Film independen seperti Ziarah dikerjakan oleh tenaga professional yang telah teruji mengerjakan beragam film dan bisa berbicara banyak di berbagai festival film. Proses kreatif film ziarah cukup panjang, Purba menulis naskah 2013. Awal 2014 melakukan persiapan dan syuting dilakukan sepanjang 2015. Sedangkan proses produksi selesai Oktober 2016.

“Awalnya, film diputar di ruang kebudayaan, komunitas film dan festival,” katanya.

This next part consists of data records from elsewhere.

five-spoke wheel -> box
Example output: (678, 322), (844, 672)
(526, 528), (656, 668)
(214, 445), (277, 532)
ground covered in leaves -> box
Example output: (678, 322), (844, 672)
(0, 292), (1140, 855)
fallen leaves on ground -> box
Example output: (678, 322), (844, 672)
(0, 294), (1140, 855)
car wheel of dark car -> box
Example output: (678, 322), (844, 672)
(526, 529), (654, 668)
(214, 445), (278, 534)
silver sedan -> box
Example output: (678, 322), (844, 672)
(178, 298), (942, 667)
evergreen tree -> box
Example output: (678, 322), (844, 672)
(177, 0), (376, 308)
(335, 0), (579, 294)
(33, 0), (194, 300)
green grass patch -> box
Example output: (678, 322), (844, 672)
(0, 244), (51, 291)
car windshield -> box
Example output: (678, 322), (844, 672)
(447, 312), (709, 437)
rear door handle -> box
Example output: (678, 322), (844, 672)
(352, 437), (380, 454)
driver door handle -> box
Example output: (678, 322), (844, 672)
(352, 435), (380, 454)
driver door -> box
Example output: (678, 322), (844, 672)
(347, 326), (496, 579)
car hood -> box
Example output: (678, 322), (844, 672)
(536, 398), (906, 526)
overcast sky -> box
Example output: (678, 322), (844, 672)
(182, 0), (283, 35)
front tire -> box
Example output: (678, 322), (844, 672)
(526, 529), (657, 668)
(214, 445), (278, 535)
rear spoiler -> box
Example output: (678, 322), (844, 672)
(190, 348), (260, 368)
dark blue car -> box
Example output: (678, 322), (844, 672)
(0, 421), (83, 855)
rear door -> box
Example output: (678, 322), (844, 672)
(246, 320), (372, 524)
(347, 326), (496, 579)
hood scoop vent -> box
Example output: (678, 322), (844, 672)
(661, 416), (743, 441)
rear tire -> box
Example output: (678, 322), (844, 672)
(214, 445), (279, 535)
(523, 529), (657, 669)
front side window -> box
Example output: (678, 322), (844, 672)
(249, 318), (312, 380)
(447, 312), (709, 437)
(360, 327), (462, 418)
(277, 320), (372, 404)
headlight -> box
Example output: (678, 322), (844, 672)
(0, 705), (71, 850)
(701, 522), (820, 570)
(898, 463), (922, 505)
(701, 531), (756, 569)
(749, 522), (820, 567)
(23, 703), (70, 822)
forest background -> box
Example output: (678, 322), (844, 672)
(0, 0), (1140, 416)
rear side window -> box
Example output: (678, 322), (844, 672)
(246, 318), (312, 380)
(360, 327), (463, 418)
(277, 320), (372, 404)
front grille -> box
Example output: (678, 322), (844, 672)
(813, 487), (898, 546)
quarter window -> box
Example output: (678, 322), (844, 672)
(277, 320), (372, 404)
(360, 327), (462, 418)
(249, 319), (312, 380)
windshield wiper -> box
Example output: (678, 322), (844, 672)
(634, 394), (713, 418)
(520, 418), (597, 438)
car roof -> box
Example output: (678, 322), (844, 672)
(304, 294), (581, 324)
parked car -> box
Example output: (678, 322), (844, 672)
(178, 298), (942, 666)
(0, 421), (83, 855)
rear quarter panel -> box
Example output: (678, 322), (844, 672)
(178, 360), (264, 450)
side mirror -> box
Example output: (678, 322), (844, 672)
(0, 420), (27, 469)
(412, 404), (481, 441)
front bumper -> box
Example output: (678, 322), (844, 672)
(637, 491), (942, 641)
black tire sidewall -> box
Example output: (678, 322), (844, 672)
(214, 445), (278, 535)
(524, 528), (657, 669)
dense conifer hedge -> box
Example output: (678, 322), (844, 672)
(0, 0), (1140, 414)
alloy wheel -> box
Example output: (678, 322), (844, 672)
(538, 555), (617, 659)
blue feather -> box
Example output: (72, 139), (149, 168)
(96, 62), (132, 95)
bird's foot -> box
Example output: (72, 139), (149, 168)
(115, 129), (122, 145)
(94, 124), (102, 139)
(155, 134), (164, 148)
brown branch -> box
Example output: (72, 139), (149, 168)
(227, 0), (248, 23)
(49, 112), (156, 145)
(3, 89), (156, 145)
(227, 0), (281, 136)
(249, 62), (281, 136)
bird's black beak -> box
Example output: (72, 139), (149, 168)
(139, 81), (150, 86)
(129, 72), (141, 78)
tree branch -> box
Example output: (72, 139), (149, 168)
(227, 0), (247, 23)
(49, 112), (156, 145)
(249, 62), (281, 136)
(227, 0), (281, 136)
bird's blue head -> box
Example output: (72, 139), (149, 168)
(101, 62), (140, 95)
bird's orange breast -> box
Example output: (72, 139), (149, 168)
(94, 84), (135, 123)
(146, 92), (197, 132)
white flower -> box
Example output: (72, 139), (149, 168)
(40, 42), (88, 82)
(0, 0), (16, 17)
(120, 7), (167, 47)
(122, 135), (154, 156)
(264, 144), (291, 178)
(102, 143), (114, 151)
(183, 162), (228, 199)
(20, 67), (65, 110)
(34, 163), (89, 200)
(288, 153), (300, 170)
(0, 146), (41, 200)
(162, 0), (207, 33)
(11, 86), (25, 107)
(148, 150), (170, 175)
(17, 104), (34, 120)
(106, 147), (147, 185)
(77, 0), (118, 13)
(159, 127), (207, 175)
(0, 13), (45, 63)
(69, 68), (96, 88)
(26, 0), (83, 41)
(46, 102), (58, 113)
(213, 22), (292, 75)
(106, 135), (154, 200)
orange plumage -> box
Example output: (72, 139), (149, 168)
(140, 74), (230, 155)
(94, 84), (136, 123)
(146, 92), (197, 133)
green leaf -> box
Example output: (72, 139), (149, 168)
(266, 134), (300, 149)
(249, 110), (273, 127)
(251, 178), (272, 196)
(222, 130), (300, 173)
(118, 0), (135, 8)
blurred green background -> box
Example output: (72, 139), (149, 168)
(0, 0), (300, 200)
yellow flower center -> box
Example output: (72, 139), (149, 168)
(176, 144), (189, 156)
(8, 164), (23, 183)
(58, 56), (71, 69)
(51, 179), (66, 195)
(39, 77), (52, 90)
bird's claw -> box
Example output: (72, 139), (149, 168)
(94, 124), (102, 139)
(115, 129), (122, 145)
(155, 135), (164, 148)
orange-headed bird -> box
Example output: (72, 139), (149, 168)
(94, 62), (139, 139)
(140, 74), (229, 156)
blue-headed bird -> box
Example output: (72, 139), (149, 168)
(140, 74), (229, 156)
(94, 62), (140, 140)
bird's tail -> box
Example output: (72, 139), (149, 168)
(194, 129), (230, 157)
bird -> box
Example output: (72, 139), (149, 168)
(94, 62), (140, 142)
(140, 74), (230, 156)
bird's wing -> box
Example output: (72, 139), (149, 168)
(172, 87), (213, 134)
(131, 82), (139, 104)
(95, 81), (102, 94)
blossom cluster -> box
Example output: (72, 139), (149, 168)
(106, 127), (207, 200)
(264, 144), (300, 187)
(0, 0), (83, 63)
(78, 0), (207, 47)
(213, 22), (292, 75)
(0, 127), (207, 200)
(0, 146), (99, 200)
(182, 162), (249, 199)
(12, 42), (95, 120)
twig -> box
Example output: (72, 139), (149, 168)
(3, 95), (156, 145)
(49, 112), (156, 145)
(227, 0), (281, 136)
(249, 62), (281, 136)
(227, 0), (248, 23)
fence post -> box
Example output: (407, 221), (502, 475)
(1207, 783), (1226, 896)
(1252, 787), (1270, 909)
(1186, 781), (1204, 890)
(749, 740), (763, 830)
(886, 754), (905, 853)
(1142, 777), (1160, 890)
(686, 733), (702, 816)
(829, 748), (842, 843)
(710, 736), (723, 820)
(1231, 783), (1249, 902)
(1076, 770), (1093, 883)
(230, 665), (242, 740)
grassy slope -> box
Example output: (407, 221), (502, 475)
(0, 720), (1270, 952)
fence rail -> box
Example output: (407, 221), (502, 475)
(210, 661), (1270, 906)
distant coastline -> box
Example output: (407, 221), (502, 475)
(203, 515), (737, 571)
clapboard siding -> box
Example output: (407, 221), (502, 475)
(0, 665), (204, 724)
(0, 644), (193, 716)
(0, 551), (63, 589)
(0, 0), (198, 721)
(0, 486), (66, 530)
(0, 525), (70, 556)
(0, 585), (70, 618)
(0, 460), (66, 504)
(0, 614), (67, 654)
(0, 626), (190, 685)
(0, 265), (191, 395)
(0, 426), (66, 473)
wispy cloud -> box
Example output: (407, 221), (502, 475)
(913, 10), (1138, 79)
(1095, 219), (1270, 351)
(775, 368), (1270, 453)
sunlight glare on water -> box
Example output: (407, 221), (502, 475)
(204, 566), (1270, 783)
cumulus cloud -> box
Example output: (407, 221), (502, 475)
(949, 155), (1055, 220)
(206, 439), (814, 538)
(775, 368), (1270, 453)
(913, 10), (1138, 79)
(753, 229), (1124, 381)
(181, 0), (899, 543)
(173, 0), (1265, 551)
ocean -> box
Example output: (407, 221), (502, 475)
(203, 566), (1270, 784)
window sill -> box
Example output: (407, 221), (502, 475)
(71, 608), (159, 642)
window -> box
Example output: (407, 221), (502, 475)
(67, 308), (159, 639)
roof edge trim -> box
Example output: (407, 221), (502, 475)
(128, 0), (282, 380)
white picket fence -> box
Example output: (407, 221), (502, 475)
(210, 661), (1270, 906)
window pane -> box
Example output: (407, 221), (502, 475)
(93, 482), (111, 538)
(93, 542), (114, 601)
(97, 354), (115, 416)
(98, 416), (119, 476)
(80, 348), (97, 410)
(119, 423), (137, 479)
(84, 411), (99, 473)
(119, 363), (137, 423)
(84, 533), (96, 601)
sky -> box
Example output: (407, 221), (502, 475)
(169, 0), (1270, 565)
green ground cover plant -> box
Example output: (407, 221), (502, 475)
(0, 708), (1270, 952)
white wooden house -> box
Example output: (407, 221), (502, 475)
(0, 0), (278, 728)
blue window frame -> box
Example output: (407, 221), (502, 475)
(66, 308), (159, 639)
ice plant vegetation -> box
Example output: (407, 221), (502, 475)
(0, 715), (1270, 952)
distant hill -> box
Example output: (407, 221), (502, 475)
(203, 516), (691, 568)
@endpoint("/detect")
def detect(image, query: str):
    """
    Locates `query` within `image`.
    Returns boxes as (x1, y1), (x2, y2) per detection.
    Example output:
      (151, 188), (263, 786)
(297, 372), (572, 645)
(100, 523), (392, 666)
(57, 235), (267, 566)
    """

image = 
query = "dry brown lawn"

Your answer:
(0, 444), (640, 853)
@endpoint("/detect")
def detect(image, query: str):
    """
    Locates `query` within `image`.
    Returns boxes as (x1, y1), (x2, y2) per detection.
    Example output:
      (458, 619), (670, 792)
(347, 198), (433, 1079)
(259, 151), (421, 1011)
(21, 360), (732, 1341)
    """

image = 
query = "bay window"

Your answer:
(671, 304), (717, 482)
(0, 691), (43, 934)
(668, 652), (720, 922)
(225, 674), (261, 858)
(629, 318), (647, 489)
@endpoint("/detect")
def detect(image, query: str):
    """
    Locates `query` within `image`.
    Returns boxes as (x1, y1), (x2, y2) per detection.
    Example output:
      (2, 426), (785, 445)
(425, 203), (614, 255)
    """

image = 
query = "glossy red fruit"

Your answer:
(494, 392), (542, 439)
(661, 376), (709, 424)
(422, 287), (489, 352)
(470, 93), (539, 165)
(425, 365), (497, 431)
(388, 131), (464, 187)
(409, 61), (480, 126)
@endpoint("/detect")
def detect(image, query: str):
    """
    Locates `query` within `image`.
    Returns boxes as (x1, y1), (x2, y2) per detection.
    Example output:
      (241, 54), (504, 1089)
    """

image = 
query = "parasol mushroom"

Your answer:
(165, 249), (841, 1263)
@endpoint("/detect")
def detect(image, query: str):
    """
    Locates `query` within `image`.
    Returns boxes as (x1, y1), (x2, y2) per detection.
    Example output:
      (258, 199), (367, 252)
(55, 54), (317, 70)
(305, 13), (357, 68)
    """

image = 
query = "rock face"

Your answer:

Namun, ada desakan dari sejumlah komunitas dan teman untuk diputar di bioskop. Saat memasukkan ke bioskop jejaring nasional, relative tak mengalami banyak kendala. Lantaran film Ziarah telah dikenal setelah banyak diulas media dan memenangkan sejumlah festival. Usai diputar di bioskop, Purba akan menemui penonton yang tak bisa menjangkau ke gedung bioskop. Layar tancap dipilih untuk menyapa akar rumput.

“Waktunya film alternatif masuk ke ruang publik seperti bioskop,” ujar Purba.

Sebelumnya, film Siti dan Istirahatlah kata-kata merupakan salah satu film independen atau film alternatif yang diputar dibioskop. Sebenarnya, masih banyak film independen lain yang layak mendapat ruang dengan diputar di bioskop. Agar film alternatif bisa dinikmati publik secara luas. Sekaligus memberikan pendidikan kepada penonton jika film beragam.

“Sebentar lagi film Turah, harus kita dukung. Sebagai kreator Film, saya melanjutkan tongkat estafet bergerilya dengan karya independen,” ucapnya.

Purba berharap film independen terus berkesinambungan masuk ke bioskop. Agar semakin luas penonton yang disasar dan ruang apresiasi yang juga lebih luas.  “Kita memiliki kesempatan mewacanakan isu yang lebih beragam dan penting di film,” katanya.